How we cite our quotes: (Chapter.Paragraph)
Quote #4
"I am Morpheus, king of dreams," he says, and the speakers carry his deep voice for blocks. "We all walk in a land of dreams. For what are we but atoms and hope, a handful of stardust and sinew. We are weary travelers trying to find our way home on a road that never ends. Am I a part of your dream? Or are you but a part of mine? Welcome my brother, Phantasmos, for this is surely a phantasmagoria, a fantasy world, and we are all players." (18.75)

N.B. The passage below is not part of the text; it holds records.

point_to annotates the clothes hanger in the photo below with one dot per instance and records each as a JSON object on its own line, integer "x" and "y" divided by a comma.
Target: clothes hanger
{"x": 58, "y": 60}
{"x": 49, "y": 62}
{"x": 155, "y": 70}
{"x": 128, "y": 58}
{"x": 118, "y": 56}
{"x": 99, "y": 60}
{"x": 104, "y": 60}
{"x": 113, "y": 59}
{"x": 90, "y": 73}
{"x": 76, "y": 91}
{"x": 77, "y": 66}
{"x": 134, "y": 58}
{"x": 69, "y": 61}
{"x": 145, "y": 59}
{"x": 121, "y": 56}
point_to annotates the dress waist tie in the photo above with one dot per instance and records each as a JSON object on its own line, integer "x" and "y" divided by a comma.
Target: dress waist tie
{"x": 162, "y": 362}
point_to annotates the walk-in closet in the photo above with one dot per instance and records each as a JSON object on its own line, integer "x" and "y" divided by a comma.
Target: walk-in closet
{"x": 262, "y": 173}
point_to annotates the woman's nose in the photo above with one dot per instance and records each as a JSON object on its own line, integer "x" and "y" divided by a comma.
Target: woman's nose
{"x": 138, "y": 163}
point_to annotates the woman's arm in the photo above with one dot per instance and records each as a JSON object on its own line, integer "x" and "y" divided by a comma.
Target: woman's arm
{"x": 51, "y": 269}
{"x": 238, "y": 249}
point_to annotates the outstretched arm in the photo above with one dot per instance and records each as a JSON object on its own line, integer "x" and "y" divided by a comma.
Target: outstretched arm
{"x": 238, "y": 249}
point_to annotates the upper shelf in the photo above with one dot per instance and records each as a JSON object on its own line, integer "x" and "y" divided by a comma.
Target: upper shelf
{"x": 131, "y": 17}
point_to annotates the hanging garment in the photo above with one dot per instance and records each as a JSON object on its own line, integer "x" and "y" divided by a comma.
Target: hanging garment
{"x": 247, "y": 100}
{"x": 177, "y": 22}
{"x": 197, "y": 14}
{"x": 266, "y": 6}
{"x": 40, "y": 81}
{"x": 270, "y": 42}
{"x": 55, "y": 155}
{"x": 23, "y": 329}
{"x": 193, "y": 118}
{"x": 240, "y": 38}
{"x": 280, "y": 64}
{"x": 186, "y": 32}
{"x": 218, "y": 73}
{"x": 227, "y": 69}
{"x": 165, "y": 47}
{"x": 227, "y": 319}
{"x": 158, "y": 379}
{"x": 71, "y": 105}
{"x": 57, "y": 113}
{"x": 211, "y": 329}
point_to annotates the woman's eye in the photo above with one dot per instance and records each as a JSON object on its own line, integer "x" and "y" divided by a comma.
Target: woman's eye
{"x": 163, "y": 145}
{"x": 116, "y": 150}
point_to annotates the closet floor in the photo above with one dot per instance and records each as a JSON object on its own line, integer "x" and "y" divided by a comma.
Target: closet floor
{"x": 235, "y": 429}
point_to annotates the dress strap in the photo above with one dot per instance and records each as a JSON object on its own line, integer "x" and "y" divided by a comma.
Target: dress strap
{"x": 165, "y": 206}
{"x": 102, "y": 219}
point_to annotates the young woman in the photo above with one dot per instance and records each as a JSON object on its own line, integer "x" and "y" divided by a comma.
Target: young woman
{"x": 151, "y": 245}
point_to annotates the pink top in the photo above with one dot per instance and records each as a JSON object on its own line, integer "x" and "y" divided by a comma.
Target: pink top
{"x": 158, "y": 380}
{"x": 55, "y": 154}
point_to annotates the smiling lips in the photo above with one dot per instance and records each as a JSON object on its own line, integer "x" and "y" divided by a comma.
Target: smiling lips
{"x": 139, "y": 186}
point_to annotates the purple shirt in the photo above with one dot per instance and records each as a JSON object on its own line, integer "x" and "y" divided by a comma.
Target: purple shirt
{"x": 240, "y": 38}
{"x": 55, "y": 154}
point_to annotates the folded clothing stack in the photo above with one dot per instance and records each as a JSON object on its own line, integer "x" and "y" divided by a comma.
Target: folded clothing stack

Here's another theory for you: We all just live in dreams, and we'll never know whether they're our dreams or if we're in someone else's dream. Either that or this is all Cameron's dream, and we are starting to see the evidence of how much pot he really smokes… Your call, Shmoopers.
Quote #5
People drift in and out in my dream like actors in a play. Eubie comes to visit. He slips headphones on my ears so I can hear "Cypress Grove Blues," and I want to tell him that I've been to New Orleans, that I've seen Junior Webster, that I played bass for him, but it's a dream, and the words won't come. (21.49)
Is this a dream? Or has Cam momentarily regained consciousness to reality? Most likely it's the latter—as the reader we can see that a visit from Eubie is a far more realistic occurrence than fighting off fire giants and traveling with a Viking god disguised as a yard gnome.
Quote #6
"Can anybody else see you besides me?" I ask.
"I suppose they could if they wanted to, but maybe what they see isn't what you see," Dulcie answers in her typically cryptic fashion. (22.9-10)
Once again Dulcie is throwing out philosophical bombs and then just shrugging her shoulders. She's pretty good at making us contemplate the nature of perspective and then acting like it's no big deal.